Every barb he pulled out, assuaging them with pitiful excuses and meager promises of restitution, left him vexed and unnerved. If he was worthy of survival, and he wasn’t, how would he live after his money had dried up? He had been so careless and stupid. He was bleeding money and hadn’t even thought of the future. And what if they were caught by the cultists? He hoped they had given up, but behind any tree the cultists could be lurking, waiting to strike. Or highwaymen. Or wild animals.
Each of those fears dissipated, not due to logical assumptions or planning, but due to this encompassing event playing out. And when everything was gone, he was left with nothing. No anger, no fear, no loathing for himself. Nothing. Surprisingly, it was worse than the pain because it meant he had no reason to exist. He was a shell, a non-feeling entity who couldn’t do anything right by anyone.
He felt so heavy. His shoulders slumped forward. His head hung limp. Some part of him knew this wasn’t right. In a moment of self-preservation, he picked up the knife he had been cutting food with and threw it long out of his reach. Then, he sat and started grasping the ground, pulling up clumps of vegetation and dirt so that he could feel something. Even the pain of ripping his fingernails off was better than the hollow nothingness.
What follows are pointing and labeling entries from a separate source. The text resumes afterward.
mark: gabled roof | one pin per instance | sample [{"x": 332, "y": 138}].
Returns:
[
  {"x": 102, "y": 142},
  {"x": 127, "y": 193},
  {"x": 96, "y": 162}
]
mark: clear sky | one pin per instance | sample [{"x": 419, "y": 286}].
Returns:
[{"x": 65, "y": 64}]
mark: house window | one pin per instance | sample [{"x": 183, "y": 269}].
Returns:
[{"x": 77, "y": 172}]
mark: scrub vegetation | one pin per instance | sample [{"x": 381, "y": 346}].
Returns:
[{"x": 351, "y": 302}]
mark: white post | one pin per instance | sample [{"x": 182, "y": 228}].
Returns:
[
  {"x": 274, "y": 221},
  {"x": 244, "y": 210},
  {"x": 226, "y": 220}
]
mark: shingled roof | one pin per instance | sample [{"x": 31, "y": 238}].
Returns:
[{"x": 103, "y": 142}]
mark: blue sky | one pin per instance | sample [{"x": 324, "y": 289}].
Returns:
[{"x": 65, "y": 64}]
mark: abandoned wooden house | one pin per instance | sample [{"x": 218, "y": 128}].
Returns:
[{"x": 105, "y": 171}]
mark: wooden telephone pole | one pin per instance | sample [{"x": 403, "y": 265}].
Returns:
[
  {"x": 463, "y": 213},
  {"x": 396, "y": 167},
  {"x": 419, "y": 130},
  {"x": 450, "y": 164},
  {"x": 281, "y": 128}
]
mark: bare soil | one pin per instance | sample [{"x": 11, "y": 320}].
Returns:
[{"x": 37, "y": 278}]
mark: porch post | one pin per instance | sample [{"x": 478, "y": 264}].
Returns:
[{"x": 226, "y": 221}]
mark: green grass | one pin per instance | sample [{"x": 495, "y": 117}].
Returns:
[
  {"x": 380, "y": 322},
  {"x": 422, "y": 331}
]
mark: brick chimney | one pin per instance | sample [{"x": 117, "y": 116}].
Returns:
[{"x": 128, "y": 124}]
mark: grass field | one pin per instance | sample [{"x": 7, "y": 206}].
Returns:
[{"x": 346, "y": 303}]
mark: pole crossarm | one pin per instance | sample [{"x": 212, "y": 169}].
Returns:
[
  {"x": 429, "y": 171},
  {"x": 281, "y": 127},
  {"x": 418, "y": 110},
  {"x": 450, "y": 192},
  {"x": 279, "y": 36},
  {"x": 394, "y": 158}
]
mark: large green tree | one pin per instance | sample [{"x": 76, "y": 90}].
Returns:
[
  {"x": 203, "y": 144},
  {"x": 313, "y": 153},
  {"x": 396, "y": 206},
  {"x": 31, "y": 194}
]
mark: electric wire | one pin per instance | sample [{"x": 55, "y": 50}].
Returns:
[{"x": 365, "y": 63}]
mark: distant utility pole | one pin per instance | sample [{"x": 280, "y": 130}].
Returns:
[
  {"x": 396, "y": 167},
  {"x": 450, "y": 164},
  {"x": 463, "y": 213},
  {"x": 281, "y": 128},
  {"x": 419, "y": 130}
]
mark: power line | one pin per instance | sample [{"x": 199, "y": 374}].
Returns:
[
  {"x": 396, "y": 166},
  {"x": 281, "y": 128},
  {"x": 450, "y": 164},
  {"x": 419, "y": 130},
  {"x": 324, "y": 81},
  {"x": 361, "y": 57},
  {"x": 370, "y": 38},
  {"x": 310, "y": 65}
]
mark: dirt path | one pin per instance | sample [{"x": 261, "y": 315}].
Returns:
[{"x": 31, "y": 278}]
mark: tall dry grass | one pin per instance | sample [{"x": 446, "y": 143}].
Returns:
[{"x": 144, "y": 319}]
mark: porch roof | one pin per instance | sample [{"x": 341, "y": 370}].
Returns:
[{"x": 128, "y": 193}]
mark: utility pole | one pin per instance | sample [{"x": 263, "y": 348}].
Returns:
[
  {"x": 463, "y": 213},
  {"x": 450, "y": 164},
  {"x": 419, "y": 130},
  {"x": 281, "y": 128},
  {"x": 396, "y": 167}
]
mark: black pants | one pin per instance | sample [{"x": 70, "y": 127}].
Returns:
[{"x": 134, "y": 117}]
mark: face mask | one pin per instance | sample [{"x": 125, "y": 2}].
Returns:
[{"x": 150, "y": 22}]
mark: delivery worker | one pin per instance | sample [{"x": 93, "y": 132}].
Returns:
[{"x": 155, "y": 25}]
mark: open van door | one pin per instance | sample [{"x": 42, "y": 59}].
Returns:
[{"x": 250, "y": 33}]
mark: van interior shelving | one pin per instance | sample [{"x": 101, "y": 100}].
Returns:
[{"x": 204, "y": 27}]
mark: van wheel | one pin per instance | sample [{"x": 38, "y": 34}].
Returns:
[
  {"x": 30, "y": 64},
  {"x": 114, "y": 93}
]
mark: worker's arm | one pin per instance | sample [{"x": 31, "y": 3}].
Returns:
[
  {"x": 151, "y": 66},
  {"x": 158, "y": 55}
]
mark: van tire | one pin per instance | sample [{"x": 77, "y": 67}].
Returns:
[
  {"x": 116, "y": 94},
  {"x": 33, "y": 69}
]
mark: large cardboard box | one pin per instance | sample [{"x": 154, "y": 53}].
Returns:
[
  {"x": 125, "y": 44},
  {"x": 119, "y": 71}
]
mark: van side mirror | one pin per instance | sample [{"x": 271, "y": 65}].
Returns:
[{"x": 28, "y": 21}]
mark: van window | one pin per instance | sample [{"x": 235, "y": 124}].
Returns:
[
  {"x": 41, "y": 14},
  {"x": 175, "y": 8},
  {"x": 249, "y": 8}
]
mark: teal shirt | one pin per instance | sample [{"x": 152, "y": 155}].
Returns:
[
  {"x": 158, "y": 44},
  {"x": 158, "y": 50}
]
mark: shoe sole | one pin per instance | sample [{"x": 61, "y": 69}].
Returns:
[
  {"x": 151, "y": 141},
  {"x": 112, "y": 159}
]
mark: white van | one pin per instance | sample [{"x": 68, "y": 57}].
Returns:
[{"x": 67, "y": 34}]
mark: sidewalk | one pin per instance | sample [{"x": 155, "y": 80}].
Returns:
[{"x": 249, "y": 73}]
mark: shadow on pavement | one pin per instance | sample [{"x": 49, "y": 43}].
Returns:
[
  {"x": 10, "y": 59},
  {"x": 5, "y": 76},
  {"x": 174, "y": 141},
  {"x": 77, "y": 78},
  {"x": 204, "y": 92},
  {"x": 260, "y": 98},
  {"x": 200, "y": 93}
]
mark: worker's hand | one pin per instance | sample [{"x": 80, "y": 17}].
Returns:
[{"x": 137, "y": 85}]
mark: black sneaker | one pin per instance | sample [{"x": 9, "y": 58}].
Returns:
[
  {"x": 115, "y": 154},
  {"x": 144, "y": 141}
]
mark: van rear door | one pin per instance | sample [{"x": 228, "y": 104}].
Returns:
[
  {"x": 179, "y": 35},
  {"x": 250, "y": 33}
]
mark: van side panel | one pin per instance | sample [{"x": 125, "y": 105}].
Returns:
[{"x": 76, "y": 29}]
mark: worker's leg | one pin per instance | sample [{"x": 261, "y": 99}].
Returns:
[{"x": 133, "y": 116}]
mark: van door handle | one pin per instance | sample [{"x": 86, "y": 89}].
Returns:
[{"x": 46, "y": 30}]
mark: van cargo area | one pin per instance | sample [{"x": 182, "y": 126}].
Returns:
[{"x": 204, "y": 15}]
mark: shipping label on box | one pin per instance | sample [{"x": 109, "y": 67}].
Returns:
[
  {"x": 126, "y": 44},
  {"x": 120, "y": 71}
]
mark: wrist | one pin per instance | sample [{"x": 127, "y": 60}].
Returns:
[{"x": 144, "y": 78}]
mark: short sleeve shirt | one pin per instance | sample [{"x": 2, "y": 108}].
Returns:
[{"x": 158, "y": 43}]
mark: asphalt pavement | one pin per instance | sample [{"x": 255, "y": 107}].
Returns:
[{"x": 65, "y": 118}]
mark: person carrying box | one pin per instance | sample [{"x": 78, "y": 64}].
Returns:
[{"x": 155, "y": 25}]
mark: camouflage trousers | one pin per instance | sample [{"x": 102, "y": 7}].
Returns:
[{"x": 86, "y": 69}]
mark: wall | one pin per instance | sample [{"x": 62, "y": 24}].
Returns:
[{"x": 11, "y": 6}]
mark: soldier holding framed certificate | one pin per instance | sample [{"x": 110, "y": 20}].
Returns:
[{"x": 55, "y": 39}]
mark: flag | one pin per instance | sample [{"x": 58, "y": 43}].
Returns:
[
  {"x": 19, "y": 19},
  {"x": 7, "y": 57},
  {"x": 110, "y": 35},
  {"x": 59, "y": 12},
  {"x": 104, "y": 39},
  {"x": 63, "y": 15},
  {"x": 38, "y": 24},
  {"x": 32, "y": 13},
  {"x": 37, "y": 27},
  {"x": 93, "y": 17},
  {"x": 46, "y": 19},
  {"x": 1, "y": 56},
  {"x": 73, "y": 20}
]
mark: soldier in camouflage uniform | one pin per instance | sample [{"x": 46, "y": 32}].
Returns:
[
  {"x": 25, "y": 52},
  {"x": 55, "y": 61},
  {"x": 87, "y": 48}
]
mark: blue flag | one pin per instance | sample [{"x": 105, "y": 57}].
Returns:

Eons later, Anla and Silfa returned from their bath. They were still in good spirits, having splashed and played while in the stream. Anla was surprised to see Al sitting away from the fire, clutching dirt between his hands. When he didn’t respond to her calls, she jogged to him and knelt before him. Even when she held his face between her hands, he stared ahead without saying anything.
“What’s wrong with him?” Silfa asked, sitting nearby on a rock.
“He’s a wizard. He told me that when he stops using magic after a long time, he gets bad feelings. It hasn’t been like this, though. Not this bad.”
“What should we do?”
“We’ll stay with him and make sure he doesn’t do anything to himself. Can you watch him while I cook dinner?”
Silfa nodded and slipped her fingers between Al’s. His hand stopped wringing the soil and went limp. He began grasping the grass with his other hand. She spoke softly to him, telling him about funny things that had happened at court. His face could have been made of ice and it would have given more warmth.
Al wanted them to go away. He didn’t want to smile. What he wanted was for his soul to be pulled out of him while someone pounded his body into a paste, spraying it all over the woods while he watched from above. The concept should have been grotesque to him, but there was no gravity to any of the thoughts he had.
Anla fed him the stew she cooked. He chewed and swallowed, tasting nothing. They brought him under the overhang, piled the blankets on top of him. They laid next to him, warming his cold body. Anla went so far as to tie her leg to his with the rope, to make sure he didn’t walk away and do something drastic.
Silfa nodded off quickly, snuggled in the crook of Al’s arm. Anladet waited until Al’s breathing grew deep and steady before she allowed herself to fall into a deep and much needed rest.